My four-and-a-half-year-old has recently become VERY excited about Christmas. Yes, it is the end of August, and yes, I’ve explained that the big day is still four months away. No matter – he’s making big plans. He has already gone through the cookie cutter bin to ensure that we have the proper shapes for Christmas cookies; he’s made sure that Dad knows what Mom wants for Christmas (I’m thinking I should add diamond earrings to that list); and he’s plotting his letter to Santa containing his own Christmas wishes.
All the talk about Santa got the wheels turning in my head, and I’ll admit that I’ve played the Santa card a couple of times, as in, “Santa can see how you are behaving (or not, as the case may be) right now.” I’ve stopped short of saying that Santa won’t bring him anything if he doesn’t behave, because let’s face it, that’s not going to happen. Anyone who could follow through with that consequence for misbehavior is a much stricter disciplinarian than I. But, in moments of frustration and/or desperation, it’s tempting to remind my son that there’s a third party involved here, one who comes bearing gifts and candy canes for all the good little boys and girls.
Which brings me to my personal issue with the word “good.” It’s so black and white, so absolute; an impossible standard to live up to. I’m always careful, even in the midst of my most emotionally charged interactions with my boys, to never say that they are “bad boys.” On the flip side, I’ve also never gotten into the habit of saying “good boy” when they do right. It reminds me of the way I would speak to a dog, not a person; but more importantly, I want them to know and to believe that they are good. They are good in the way that all of us decent, yet flawed, human beings are good.

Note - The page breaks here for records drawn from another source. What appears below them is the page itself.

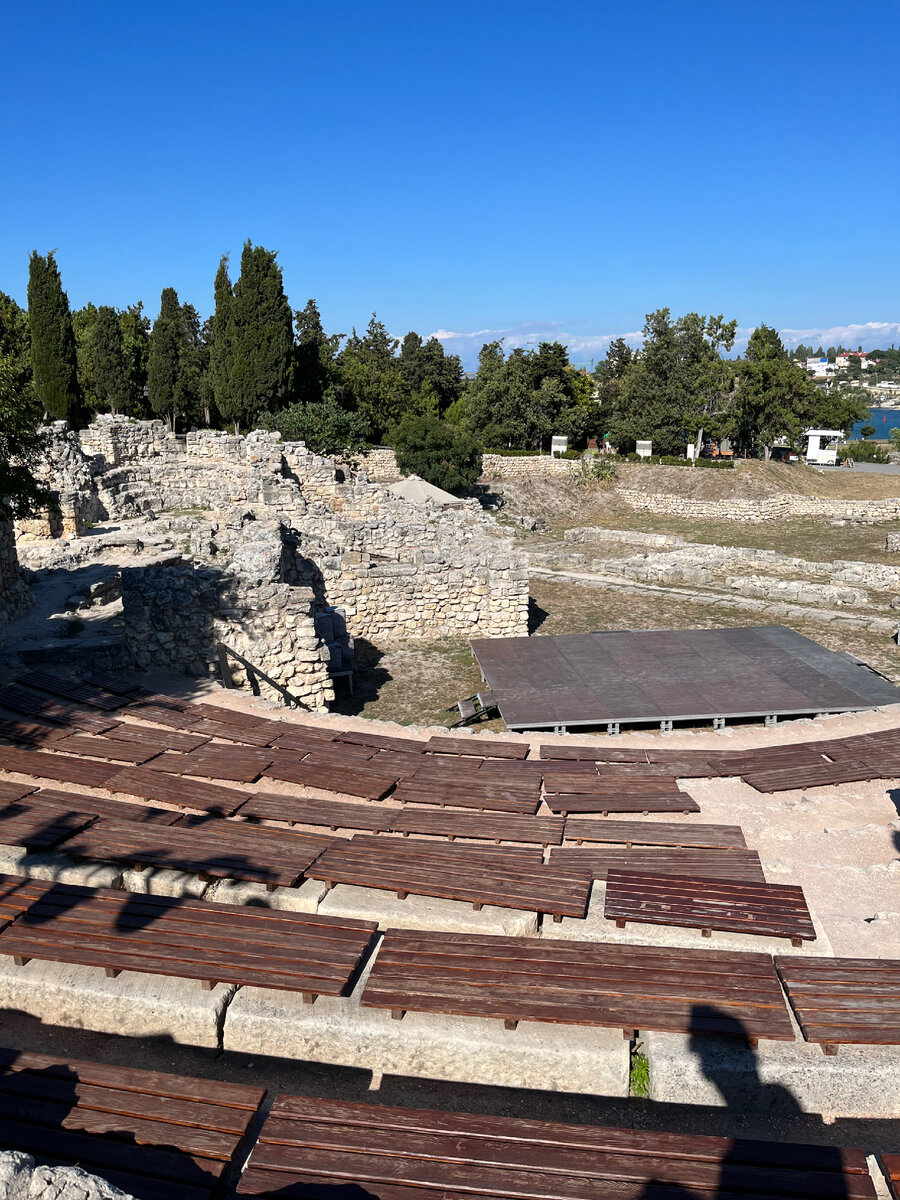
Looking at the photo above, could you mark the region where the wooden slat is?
[0,876,376,998]
[0,1050,264,1200]
[604,868,816,944]
[107,758,253,816]
[307,836,590,917]
[425,734,529,758]
[239,792,400,833]
[360,929,793,1040]
[550,844,766,883]
[775,955,900,1046]
[565,817,746,850]
[59,817,335,887]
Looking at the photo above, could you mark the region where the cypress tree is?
[28,250,83,424]
[146,288,187,430]
[90,305,128,413]
[227,239,294,427]
[209,254,240,421]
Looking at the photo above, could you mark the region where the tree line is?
[0,240,866,504]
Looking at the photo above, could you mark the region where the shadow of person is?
[641,1004,850,1200]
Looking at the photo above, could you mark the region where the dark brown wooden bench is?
[57,817,335,890]
[45,733,160,767]
[0,1050,265,1200]
[306,835,590,920]
[0,746,121,787]
[142,742,272,784]
[391,805,563,846]
[425,734,530,758]
[0,876,376,998]
[265,755,397,800]
[775,954,900,1054]
[16,671,128,713]
[103,766,253,816]
[604,868,816,946]
[550,846,766,883]
[238,1096,876,1200]
[360,929,794,1042]
[238,792,400,833]
[565,817,746,850]
[0,684,118,733]
[0,800,96,851]
[29,787,182,826]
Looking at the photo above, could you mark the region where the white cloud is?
[430,320,900,366]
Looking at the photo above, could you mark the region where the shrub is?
[390,413,481,494]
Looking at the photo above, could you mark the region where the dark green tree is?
[390,413,481,496]
[226,239,294,430]
[89,305,130,413]
[28,251,84,426]
[146,288,187,430]
[294,300,341,408]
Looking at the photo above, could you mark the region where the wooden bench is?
[104,766,253,816]
[550,846,766,883]
[306,835,590,920]
[0,746,121,787]
[265,758,397,800]
[0,800,96,851]
[604,868,816,946]
[391,805,563,846]
[0,1050,265,1200]
[775,955,900,1054]
[236,1096,876,1200]
[59,816,335,890]
[16,671,128,713]
[0,684,118,733]
[425,734,530,758]
[565,817,746,850]
[238,792,400,833]
[360,929,794,1042]
[29,787,182,826]
[0,876,376,998]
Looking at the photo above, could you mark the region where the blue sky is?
[0,0,900,362]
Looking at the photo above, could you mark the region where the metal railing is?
[216,642,310,709]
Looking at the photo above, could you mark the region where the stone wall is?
[0,518,31,636]
[616,487,900,522]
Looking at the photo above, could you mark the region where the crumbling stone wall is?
[0,517,31,636]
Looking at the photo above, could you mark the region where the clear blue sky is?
[0,0,900,361]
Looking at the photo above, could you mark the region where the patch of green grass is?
[629,1042,650,1100]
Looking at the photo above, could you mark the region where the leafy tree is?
[90,305,130,413]
[734,324,820,460]
[390,413,481,494]
[604,308,737,455]
[148,288,187,430]
[294,300,341,408]
[226,239,294,432]
[28,251,84,425]
[336,313,406,440]
[263,392,366,455]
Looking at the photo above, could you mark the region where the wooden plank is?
[0,877,376,996]
[604,868,816,944]
[550,844,766,883]
[360,930,793,1040]
[775,955,900,1048]
[107,757,253,816]
[425,734,530,758]
[565,817,746,850]
[238,792,400,833]
[59,817,335,887]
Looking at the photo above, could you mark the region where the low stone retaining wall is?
[616,487,900,522]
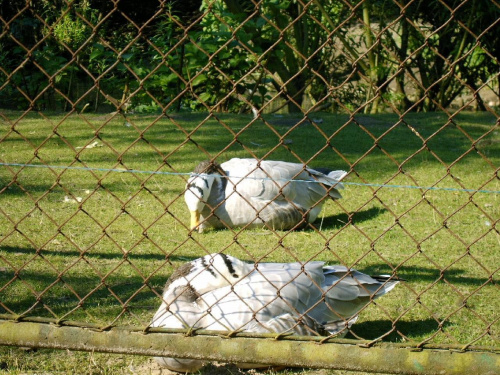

It’s not something that is conditional on their behavior that day or that particular moment.
My son has now taken to asking, “Will Santa still bring me presents if I don’t start listening/go to bed right now/stop hitting my brother?” Since I can’t honestly say “no,” I think playing the Santa card is not going to be an effective discipline strategy. Besides, like any parent, I would like for him to learn right from wrong and want to behave for the sake of it – because he respects me and his dad, not because of the threat that he might not get presents. And as an extension of that, I want him to enjoy the other things that Christmas is about, like spending time with family, rather than the gifts becoming the be-all and end-all.
Telling him that he has to be “good” or Santa won’t visit him is not only too trite, but it also implies that the only reason to do right is to get stuff. Not the message I want to send. So, I’ll relegate the Santa card to the back of the parenting techniques closet, though I can’t absolutely promise that I won’t use it anyway in a desperate moment, since it’s just as impossible for us moms to be “good” all the time as it is for our children.
Have you ever played the Santa card to get your kids to behave?